No dia 18 de outubro, entre o primeiro e o segundo turnos da eleição presidencial de 2018, em que Jair Bolsonaro e Fernando Haddad estavam na disputa, Patrícia iniciou a publicação, na Folha de S. Paulo, de reportagens mostrando que empresas haviam contratado o envio de milhares de mensagens eleitorais, via WhatsApp, atacando a candidatura do PT.

Foram ações ilegais, pois a legislação eleitoral não permite tal iniciativa, mesmo que tenha sido financiada diretamente por empresas, sem que os recursos trafegassem por comitês eleitorais da campanha do candidato, no caso a de Bolsonaro.

A partir desse momento a vida de Patrícia virou um inimaginável inferno, pois sobre ela e sua família desabaram e se espalharam pelas redes sociais grosseiríssimas mensagens de desqualificação pessoal, moral, profissional, que são corajosamente relatadas no livro.
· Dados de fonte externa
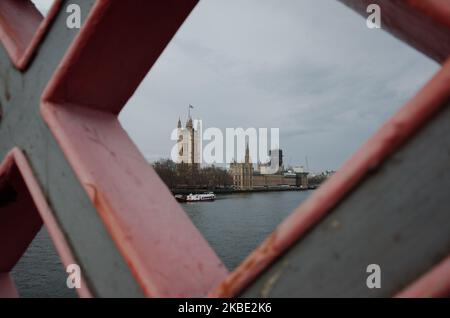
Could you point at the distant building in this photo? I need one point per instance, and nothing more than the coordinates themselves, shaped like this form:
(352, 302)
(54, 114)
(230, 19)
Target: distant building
(189, 150)
(276, 158)
(242, 173)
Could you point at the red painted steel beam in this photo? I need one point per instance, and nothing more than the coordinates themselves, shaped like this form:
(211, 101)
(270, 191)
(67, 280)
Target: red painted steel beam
(22, 28)
(117, 46)
(435, 283)
(23, 210)
(424, 24)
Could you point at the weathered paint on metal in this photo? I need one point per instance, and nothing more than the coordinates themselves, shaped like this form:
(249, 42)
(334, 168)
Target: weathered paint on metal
(434, 284)
(78, 181)
(24, 209)
(165, 252)
(22, 28)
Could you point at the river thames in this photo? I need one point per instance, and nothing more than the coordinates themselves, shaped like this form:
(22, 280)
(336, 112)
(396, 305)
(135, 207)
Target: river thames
(233, 225)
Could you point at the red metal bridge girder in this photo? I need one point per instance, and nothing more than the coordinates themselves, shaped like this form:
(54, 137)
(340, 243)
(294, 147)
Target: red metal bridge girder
(83, 120)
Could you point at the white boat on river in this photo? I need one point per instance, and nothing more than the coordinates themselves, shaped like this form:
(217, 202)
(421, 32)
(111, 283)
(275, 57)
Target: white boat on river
(201, 197)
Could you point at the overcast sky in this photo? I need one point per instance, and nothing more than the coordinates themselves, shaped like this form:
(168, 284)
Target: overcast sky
(311, 68)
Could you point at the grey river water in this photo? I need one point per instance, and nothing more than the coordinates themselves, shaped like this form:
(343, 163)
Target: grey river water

A tempestade que desabou sobre Patrícia explica o parágrafo do livro que inicia este texto. Mas a própria publicação do livro mostra que ela não se deixou abater e foi à luta, que é amplamente relatada no livro.

Sua publicação não poderia ser mais oportuna. Ao condensar em suas páginas o amplo relato de como as máquinas do ódio agem e distribuem suas nefastas fake news pelo Brasil e pelo mundo, dá uma valiosa contribuição para os debates sobre uma legislação para coibir sua distribuição que são travados, no momento, no Congresso brasileiro.

O Brasil deverá ter eleições municipais em novembro próximo, e o resultado disso terá fundamental importância para a administração dos mais de 5 mil municípios brasileiros e também para o quadro político/partidário da próxima disputa presidencial em 2022 , quando também serão eleitos ou reeleitos governadores, deputados federais e parte dos senadores.

O livro de Patrícia recorda como as mídias sociais e as fake news tiveram papel decisivo nas últimas eleições estadunidenses, que levaram Donald Trump à Casa Branca e também em pleitos na Índia e na Hungria, que escolheram líderes nacionalistas autoritários para comandá-las. Há lições a aprender nesses relatos sobre o papel das mídias sociais em eleições.

Os mandatários acima citados, eleitos por poderosos sistemas de distribuição de fake news, também empenham-se com vigor em desclassificar a mídia profissional, sem esconder seu objetivo final de ultrapassá-la como fonte de informação para a sociedade e inundá-la com notícias só de seu agrado, asfixiando o debate democrático.

O combate às fake news é essencial para a democracia, assim como o uso positivo e bem-intencionado das mídias sociais, ampliando a discussão de ideias e projetos de toda natureza para o país, fortalece a democracia.

O debate sobre a regulação das mídias sociais, atualmente travado no Congresso, é delicado pois o tema é complexo. “A regulação, ao lidar com ferramentas e tecnologias de comunicação, pode afetar a liberdade de expressão e a privacidade. Portanto, a regulação deve ser muito cuidadosa e o debate, amplo”, afirmou Juliano Maranhão, professor do Departamento de Filosofia e Teoria do Direito da Faculdade de Direito da USP.

Mas é ingenuidade acreditar nos discursos em prol da liberdade de expressão dos porta-vozes das máquinas do ódio, pois basta acompanhar o que elas divulgam para constatar que são fontes de ultrajante desqualificação moral, pessoal, política etc., de adversários e dos que não concordam com suas ideias e propostas.

Liberdade de expressão nada tem a ver com libertinagem na expressão.

A Máquina do Ódio, livro de Patrícia Campos Mello, traça um amplo quadro de como elas não devem se confundir.

O debate em torno das fake news deve ajudar a construir um ambiente em que nenhum jornalista, como escreveu Patrícia, tenha de pensar duas vezes antes de escrever uma reportagem de denúncia, com receio de que a máquina do ódio desabe sobre a sua vida.

(*) Luiz Roberto Serrano, jornalista é superintendente de Comunicação Social da USP.


 

Os artigos publicados com assinatura não traduzem necessariamente a opinião do portal. A publicação tem como propósito estimular o debate e provocar a reflexão sobre os problemas brasileiros.